While many students were enjoying Friday’s pleasant weather, a group of about 25 undergraduates, Law students and faculty gathered in the Quadrangle’s McClelland Hall for an afternoon symposium on the future of affirmative action in America.
The program, entitled “Rethinking the Remedy: The Future of Affirmative Action in Higher Education and in the Workplace,” was divided into three panel discussions. Each panel addressed topics ranging from proposals to enact class-based methods of minority recruitment to current cases challenging race-based preferences at colleges and universities around the country.
The first panel featured a keynote address by Richard Kahlenberg, author of The Remedy: Class, Race, and Affirmative Action.

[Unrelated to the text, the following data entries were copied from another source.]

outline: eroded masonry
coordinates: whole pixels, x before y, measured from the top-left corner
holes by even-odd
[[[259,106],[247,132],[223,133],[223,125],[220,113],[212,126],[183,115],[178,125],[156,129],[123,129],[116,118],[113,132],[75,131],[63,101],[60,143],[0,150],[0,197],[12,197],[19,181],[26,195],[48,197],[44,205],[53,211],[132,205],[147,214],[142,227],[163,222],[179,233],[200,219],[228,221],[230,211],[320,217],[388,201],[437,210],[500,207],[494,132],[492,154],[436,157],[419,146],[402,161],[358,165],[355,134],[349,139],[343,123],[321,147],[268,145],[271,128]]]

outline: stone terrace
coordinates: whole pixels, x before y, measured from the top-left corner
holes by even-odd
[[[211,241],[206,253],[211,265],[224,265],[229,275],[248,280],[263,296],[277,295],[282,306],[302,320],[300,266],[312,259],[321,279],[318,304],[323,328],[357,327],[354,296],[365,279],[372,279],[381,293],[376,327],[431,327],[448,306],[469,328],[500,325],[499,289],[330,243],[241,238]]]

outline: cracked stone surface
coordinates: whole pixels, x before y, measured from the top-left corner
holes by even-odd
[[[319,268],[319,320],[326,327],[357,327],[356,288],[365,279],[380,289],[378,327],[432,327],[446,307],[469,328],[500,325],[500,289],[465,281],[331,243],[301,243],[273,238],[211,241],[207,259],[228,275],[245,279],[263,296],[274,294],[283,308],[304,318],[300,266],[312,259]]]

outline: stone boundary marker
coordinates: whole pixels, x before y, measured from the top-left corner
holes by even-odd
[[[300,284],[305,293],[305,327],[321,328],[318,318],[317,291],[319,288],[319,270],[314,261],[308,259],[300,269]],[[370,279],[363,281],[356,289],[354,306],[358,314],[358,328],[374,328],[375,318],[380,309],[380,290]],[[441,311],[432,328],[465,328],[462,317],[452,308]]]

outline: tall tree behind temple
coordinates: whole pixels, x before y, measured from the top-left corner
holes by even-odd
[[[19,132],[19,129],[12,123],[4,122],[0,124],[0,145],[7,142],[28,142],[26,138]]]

In the book, Kahlenberg argues for affirmative action policies based on economic status rather than race or gender.
“The argument for class-based preferences is that you can produce a rich economic and racial diversity [on college campuses] with means that can be fully justified as fair,” he said.

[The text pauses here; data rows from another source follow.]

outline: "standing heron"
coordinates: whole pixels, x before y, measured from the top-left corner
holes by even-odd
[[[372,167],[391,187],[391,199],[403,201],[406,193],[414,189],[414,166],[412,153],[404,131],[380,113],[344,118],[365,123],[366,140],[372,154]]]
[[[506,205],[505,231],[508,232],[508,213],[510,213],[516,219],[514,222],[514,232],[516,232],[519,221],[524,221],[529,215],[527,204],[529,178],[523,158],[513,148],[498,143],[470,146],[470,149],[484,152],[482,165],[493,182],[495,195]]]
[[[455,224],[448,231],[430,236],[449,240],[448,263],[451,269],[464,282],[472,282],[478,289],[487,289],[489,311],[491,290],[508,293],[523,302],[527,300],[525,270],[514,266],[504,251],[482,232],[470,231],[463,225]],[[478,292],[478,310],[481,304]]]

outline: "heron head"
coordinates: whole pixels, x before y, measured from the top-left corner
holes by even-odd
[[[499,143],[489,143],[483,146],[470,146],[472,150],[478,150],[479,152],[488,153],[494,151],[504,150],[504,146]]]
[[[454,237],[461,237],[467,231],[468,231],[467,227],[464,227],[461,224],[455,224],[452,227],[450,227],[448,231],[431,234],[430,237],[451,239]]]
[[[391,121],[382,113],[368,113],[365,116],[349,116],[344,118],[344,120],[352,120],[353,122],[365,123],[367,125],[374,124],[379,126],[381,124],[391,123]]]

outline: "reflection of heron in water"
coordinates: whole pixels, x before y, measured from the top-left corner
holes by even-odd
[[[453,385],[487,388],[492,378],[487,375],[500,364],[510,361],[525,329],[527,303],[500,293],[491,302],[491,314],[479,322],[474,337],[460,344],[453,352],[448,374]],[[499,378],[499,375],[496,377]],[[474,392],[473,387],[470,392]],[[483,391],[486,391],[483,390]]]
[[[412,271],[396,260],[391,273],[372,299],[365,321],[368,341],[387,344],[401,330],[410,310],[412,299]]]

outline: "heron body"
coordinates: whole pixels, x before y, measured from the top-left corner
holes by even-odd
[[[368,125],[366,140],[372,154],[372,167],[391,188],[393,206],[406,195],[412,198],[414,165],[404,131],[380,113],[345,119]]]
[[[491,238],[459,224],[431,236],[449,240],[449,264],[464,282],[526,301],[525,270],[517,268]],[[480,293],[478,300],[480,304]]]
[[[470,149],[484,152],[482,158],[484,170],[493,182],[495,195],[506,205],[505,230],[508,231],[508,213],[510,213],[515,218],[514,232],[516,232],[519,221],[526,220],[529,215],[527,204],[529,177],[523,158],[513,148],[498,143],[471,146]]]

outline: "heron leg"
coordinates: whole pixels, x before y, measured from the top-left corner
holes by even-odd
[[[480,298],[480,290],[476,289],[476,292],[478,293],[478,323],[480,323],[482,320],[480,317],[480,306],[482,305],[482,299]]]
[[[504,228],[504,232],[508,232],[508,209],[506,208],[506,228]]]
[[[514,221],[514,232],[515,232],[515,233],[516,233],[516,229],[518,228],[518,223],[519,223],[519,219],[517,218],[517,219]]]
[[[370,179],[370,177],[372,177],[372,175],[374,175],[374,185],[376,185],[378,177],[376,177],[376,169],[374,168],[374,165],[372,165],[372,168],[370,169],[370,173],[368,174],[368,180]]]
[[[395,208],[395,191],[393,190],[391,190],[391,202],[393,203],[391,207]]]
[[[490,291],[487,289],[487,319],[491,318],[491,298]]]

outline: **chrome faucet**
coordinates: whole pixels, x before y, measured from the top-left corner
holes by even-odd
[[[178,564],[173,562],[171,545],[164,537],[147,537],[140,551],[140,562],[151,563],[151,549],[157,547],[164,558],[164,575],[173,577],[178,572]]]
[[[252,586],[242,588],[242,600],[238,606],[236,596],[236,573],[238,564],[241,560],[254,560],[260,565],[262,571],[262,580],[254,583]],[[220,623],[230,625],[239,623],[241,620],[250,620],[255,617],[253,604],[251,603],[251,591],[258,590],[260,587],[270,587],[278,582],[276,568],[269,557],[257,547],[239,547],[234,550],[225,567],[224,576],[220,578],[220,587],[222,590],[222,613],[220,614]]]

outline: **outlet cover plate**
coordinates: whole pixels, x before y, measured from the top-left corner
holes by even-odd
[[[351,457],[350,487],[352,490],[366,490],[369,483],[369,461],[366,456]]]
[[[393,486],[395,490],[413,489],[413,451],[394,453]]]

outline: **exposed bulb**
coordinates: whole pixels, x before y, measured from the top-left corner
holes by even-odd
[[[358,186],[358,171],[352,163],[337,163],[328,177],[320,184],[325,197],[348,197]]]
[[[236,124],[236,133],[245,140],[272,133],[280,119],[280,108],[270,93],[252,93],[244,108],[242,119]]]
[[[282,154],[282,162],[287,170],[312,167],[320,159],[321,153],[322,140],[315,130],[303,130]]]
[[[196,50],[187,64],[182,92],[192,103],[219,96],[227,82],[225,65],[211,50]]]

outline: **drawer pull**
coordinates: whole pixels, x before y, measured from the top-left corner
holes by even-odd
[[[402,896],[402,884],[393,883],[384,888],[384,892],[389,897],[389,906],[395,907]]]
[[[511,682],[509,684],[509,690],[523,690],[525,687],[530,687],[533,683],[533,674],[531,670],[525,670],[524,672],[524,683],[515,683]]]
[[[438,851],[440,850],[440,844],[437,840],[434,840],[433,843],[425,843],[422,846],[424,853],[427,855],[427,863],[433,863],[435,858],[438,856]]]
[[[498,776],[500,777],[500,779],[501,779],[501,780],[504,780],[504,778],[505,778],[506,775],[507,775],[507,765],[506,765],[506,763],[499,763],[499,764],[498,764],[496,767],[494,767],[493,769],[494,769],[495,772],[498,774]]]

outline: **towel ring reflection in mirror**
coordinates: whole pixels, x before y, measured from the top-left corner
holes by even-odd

Rather than consider an applicant’s race in deciding whether to grant admission, Kahlenberg argued, educational institutions could create an “obstacles test” to gauge the barriers a candidate had confronted due to socioeconomic status. Based on the results of this test, which would include information about the parents’ income, family structure, high school quality and the neighborhood in which the applicant had been raised, the university could give preference to those students who had to overcome more obstacles.
“If you do well despite all these obstacles, then there’s something very special that we’d want to tap into,” Kahlenberg said.
History Professor Thomas Sugrue, an opponent of class-based preferences, was one of two respondents to Kahlenberg’s address. Sugrue argued that considering race is the best way to address the gaps in opportunities.
“Class-based affirmative action cannot respond adequately? to the persistent racial divisions in virtually every aspect of American life,” Sugrue said.
The second group of panelists came from a range of professions, and each speaker provided a different perspective on the debate. The subjects discussed during this segment included the legal implications of current affirmative action policies, public opinion about the implementation of such policies and the position of Asian Americans in the controversy over race-based initiatives.
Two members of a national pro-affirmative action organization, By Any Means Necessary, sat on the third panel.
Erika Dowdell, a sophomore at the University of Michigan, discussed her role as one of 42 students intervening on behalf of the university in a federal lawsuit filed against the school for using racial quotas in its admissions decisions.
Although the event attracted only a small number of students, those who did attend said they found the discussion engaging and provocative.
College sophomore Lindsey Mathews said she saw today’s program as “a possible departure point, a way of taking a hard-core look at how segregated Penn is even though we’re diverse on paper.”
“It was not possible to walk away from Friday’s symposium unchanged, unchallenged or complacent,” added College sophomore Ari Alexander, one of the organizers of the event.